Mandatory Vaccines a Possibility for Canadian Higher Education

Source: The PIE, Academica Group

While COVID-19 vaccines have not yet been deemed required by every designated learning institution in Canada, recent decisions may indicate that such a measure may be incoming.

Fanshawe College, Trent University, Western University, and Ryerson University have all declared that students living in residence must have received at least one dose of a COVID-19 vaccine before they are allowed entry.
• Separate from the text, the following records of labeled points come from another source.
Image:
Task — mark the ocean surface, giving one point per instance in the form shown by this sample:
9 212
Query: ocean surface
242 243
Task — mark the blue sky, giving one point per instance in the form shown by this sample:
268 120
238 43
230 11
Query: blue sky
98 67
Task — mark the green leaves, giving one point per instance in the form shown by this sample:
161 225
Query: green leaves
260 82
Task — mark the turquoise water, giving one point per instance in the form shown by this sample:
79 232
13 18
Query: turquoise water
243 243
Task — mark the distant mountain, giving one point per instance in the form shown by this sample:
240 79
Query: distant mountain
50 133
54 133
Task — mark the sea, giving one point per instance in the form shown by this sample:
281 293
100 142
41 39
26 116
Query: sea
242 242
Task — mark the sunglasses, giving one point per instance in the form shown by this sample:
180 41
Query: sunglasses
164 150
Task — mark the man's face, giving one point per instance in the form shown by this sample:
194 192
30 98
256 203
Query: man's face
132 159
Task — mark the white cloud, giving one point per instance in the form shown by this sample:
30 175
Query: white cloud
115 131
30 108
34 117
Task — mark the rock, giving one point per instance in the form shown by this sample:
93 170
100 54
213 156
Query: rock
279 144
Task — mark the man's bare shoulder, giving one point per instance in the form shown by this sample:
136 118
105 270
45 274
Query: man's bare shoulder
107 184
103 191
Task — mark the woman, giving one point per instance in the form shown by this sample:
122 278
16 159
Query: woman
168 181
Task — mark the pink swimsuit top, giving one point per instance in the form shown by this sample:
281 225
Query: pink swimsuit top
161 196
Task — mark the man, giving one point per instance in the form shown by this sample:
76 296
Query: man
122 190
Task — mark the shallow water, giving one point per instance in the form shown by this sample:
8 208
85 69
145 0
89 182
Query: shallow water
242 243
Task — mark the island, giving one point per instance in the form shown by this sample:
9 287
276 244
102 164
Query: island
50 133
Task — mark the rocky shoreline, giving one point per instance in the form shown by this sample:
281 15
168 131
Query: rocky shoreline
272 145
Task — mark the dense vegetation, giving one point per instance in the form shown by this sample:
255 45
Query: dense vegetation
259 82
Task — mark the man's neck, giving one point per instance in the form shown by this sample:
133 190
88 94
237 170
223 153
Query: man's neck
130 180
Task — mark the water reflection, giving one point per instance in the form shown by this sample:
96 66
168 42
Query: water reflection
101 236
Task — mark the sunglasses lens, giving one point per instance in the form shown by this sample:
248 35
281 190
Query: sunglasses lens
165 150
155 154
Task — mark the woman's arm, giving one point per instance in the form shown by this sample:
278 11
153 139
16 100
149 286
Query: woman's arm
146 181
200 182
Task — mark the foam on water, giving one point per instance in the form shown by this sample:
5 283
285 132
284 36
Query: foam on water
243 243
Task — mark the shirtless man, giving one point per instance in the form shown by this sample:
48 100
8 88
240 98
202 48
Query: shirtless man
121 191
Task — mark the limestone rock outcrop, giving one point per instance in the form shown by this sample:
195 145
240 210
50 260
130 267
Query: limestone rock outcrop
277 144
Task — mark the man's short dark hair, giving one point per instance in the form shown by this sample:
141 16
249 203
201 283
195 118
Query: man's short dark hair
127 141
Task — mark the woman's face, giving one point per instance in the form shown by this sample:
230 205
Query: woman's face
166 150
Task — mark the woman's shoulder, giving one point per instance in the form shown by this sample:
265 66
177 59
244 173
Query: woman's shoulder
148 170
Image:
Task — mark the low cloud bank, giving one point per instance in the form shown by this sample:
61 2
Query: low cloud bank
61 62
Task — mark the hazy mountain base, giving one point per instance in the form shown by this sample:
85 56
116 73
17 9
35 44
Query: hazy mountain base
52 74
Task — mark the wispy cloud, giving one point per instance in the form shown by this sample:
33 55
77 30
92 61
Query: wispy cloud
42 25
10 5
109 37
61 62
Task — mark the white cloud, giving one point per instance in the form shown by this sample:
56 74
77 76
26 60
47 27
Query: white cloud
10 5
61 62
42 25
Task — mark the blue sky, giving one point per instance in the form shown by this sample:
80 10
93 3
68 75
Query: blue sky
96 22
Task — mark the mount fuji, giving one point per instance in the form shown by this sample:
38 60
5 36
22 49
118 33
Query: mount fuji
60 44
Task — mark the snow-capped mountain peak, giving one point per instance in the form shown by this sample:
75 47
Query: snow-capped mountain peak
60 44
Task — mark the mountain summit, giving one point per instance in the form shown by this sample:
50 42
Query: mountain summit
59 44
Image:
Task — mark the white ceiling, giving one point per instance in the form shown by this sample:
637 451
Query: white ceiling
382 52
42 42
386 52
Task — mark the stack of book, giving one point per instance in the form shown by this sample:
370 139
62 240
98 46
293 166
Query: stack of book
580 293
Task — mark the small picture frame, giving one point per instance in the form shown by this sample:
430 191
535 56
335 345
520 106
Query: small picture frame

Meanwhile the University of Toronto will require students to be vaccinated within two weeks of moving in.

International students who have been unable to receive a vaccination in their home country will have access to vaccines approved by Health Canada and can receive one anywhere in the country at no cost.

With an increased infection rate among younger people, vaccines will help students have a more typical student residence experience. They deserve to feel safe as they interact and grow as a part of the campus community. We will continue to monitor what steps other higher learning institutions take in the weeks to come.

Overseas Students Want International Experience When They Study Abroad

Source: IDP Connect

In spite of the obstacles that the coronavirus pandemic has thrown in the way of international students, their desire to study abroad remains strong. A survey of 6,000 students planning to travel internationally to further their studies has provided new insight on what their plans are going forward.

Most of the respondents still intend to study abroad as expected with the majority of them aspiring to gain international experience during their studies. Just 10% of students said that they were willing to complete courses that lacked an on-campus aspect. However if an online course eventually offered an in-person component, 43% would be interested in it.

Being able to travel internationally to experience a new country is such an important factor to future overseas students that 39% of them would choose a higher learning institution in a different country if their original destination was not ready to resume classes in-person. 30% would even decline a scholarship if it meant they would be on campus earlier somewhere else.

With COVID-19 still looming, 55% of students claimed they were happy to get vaccinated before the start of a semester abroad and only 6% hope to delay their plans until vaccinations are not mandatory for international travel.

When asked about their perceptions of popular study abroad destinations, the students surveyed mainly cited Canada as their destination of choice due to government policies that welcome immigrants and international students.

The study makes clear that students still have an appetite to study abroad but courses from overseas institutions that they complete from their home country are not what they are looking for. They want the experience of living and working in a new country, like Canada, that has a history of embracing newcomers. Vaccine hesitancy is a factor to some with a number of students wanting more information on any potential risks. International students largely do not mind getting vaccinated though as long as it keeps them safe and lets them travel sooner.

Study Abroad Decisions Being Shaped by International Vaccine Rollouts

Source: ICEF

As COVID-19 vaccines are administered around the world, the urge to study abroad has returned to aspiring international students. Research shows that 19% of students hoped to begin their studies sooner than anticipated because of vaccines. Most students would even be willing to quarantine in their host country if it meant an end to them studying online from home.

56% of prospective overseas students surveyed also said that the way governments approached the coronavirus pandemic would impact where they chose to study abroad. This is expected to bode well for Canada as vaccination programs gain momentum across the provinces and territories. While the number of vaccines in the country struggled to meet demand in the early stages, current data indicates Canada is on the right track again. It is the hope of many colleges and universities that students from overseas see this improvement as well.